Sweet Potato Pie with Toasted Marshmallow Meringue
Charisse's Arkansas trip worked out really well for the holiday season because she came back with this idea for a sweet potato pie. Sweet potato? In a pie? Eric was skeptical, especially when it the bag of marshmallows came out for the topping. Eric was wrong to be skeptical, very wrong. As it turned out, in addition to all the yummy fried food and other interesting dishes they have in Arkansas (we'll have to do Arkansas Sloppy Joes one day...) they also have pie. Wonderful glorious pie. Charisse thinks they should change their slogan from "The Natural State" to "The Pie State". She had pie of every kind imaginable; apple pie, pumpkin pie, Frito pie. Frito pie? Yup. Pie made with all natural organic Fritos. Okay, so maybe we're exaggerating, Fritos are not organic nor are they all natural but hey, close enough for government work.

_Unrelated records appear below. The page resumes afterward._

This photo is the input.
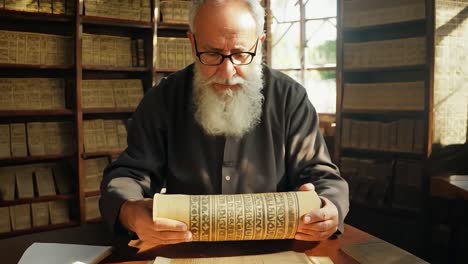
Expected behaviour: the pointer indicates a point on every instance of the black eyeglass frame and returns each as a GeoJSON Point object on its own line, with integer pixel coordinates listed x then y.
{"type": "Point", "coordinates": [198, 54]}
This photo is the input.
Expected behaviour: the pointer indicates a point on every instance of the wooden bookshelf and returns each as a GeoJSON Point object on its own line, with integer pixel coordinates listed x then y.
{"type": "Point", "coordinates": [114, 22]}
{"type": "Point", "coordinates": [87, 155]}
{"type": "Point", "coordinates": [19, 113]}
{"type": "Point", "coordinates": [128, 110]}
{"type": "Point", "coordinates": [39, 229]}
{"type": "Point", "coordinates": [13, 160]}
{"type": "Point", "coordinates": [74, 25]}
{"type": "Point", "coordinates": [38, 199]}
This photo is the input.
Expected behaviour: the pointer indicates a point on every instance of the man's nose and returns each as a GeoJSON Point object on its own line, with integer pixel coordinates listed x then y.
{"type": "Point", "coordinates": [226, 69]}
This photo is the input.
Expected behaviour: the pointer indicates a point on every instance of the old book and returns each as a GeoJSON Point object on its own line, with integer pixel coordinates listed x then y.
{"type": "Point", "coordinates": [66, 139]}
{"type": "Point", "coordinates": [180, 53]}
{"type": "Point", "coordinates": [419, 137]}
{"type": "Point", "coordinates": [51, 138]}
{"type": "Point", "coordinates": [405, 135]}
{"type": "Point", "coordinates": [18, 140]}
{"type": "Point", "coordinates": [141, 52]}
{"type": "Point", "coordinates": [35, 138]}
{"type": "Point", "coordinates": [21, 48]}
{"type": "Point", "coordinates": [107, 50]}
{"type": "Point", "coordinates": [59, 6]}
{"type": "Point", "coordinates": [59, 212]}
{"type": "Point", "coordinates": [120, 94]}
{"type": "Point", "coordinates": [4, 47]}
{"type": "Point", "coordinates": [100, 134]}
{"type": "Point", "coordinates": [57, 88]}
{"type": "Point", "coordinates": [171, 54]}
{"type": "Point", "coordinates": [110, 130]}
{"type": "Point", "coordinates": [20, 95]}
{"type": "Point", "coordinates": [44, 181]}
{"type": "Point", "coordinates": [92, 207]}
{"type": "Point", "coordinates": [289, 257]}
{"type": "Point", "coordinates": [40, 214]}
{"type": "Point", "coordinates": [287, 208]}
{"type": "Point", "coordinates": [6, 96]}
{"type": "Point", "coordinates": [5, 144]}
{"type": "Point", "coordinates": [24, 182]}
{"type": "Point", "coordinates": [122, 134]}
{"type": "Point", "coordinates": [106, 94]}
{"type": "Point", "coordinates": [45, 6]}
{"type": "Point", "coordinates": [89, 136]}
{"type": "Point", "coordinates": [87, 49]}
{"type": "Point", "coordinates": [33, 51]}
{"type": "Point", "coordinates": [91, 173]}
{"type": "Point", "coordinates": [7, 183]}
{"type": "Point", "coordinates": [5, 224]}
{"type": "Point", "coordinates": [134, 91]}
{"type": "Point", "coordinates": [63, 177]}
{"type": "Point", "coordinates": [20, 216]}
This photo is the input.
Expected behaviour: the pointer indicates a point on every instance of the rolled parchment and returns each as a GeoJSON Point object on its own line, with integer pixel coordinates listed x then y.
{"type": "Point", "coordinates": [255, 216]}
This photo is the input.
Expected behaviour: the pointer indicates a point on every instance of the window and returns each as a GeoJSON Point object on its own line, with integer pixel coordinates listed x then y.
{"type": "Point", "coordinates": [303, 45]}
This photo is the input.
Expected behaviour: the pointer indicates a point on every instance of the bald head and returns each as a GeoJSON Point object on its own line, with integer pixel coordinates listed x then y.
{"type": "Point", "coordinates": [216, 14]}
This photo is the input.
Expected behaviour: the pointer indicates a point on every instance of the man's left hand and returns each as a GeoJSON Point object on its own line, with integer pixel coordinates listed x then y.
{"type": "Point", "coordinates": [320, 225]}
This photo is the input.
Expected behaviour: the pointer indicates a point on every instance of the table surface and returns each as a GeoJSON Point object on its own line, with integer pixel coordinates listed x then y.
{"type": "Point", "coordinates": [125, 254]}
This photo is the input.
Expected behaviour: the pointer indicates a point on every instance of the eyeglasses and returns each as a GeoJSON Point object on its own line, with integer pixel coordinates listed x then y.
{"type": "Point", "coordinates": [215, 58]}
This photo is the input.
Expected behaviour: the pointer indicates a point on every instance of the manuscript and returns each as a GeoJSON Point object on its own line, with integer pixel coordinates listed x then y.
{"type": "Point", "coordinates": [256, 216]}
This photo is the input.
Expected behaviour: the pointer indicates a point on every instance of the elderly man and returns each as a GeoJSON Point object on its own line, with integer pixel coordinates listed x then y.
{"type": "Point", "coordinates": [224, 125]}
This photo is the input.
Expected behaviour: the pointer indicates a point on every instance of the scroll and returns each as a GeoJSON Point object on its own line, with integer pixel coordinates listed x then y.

Anyways, Charisse put this pie together based on her experiences there, and it really blew our minds. It looks like pumpkin pie, it even smells like it. Its got the same consistency and color, but the taste is wildly different. Its a surprise in your mouth... the good kind! But what REALLY made this stand out was the Meringue.It is like eating the marshmallows out of a fresh smore and has become the new must have for our fall pies.
Sweet Potato Pie with Toasted Marshmallow Meringue What You Will Need
4 ounces butter, softened 2 cups cooked and mashed sweet potatoes 2 cups granulated sugar 1 small can (5 ounces, about 1/2 cup plus 2 tablespoons) evaporated milk 1 teaspoon vanilla 3 eggs, beaten 1 1/2 teaspoons cinnamon 1 batch of your favorite pie crust ( I used a recipe from smitten kitchen http://smittenkitchen.com/2008/11/pie-crust-102-all-butter-really-flaky-pie-dough/ ) 1 cup marshmallows 1 Tbs milk
3 egg whites
1/4 cup sugar
pinch of salt
1 tsp vanilla
Preheat oven to 450*
Roast sweet potatoes until tender and skins slip off easily, let cool
Lower oven temperature to 350*
In a large mixing bowl combine the butter, potatoes, sugar and evaporated milk until well blended. Add vanilla, eggs, and cinnamon and mix well. Pour into the prepared pie shell and bake for about 1 hour or until the center is set. Let cool completely before topping with meringue.
For the meringue, melt the marshmallows and milk over medium heat until smooth and combined. Set aside.
In a separate bowl, whip the egg whites slowly adding the sugar until stiff peaks form, mix in the salt and vanilla as well. Gently fold in the marshmallows until combined. Top pie and using a creme brulee torch, brown the meringue until golden brown.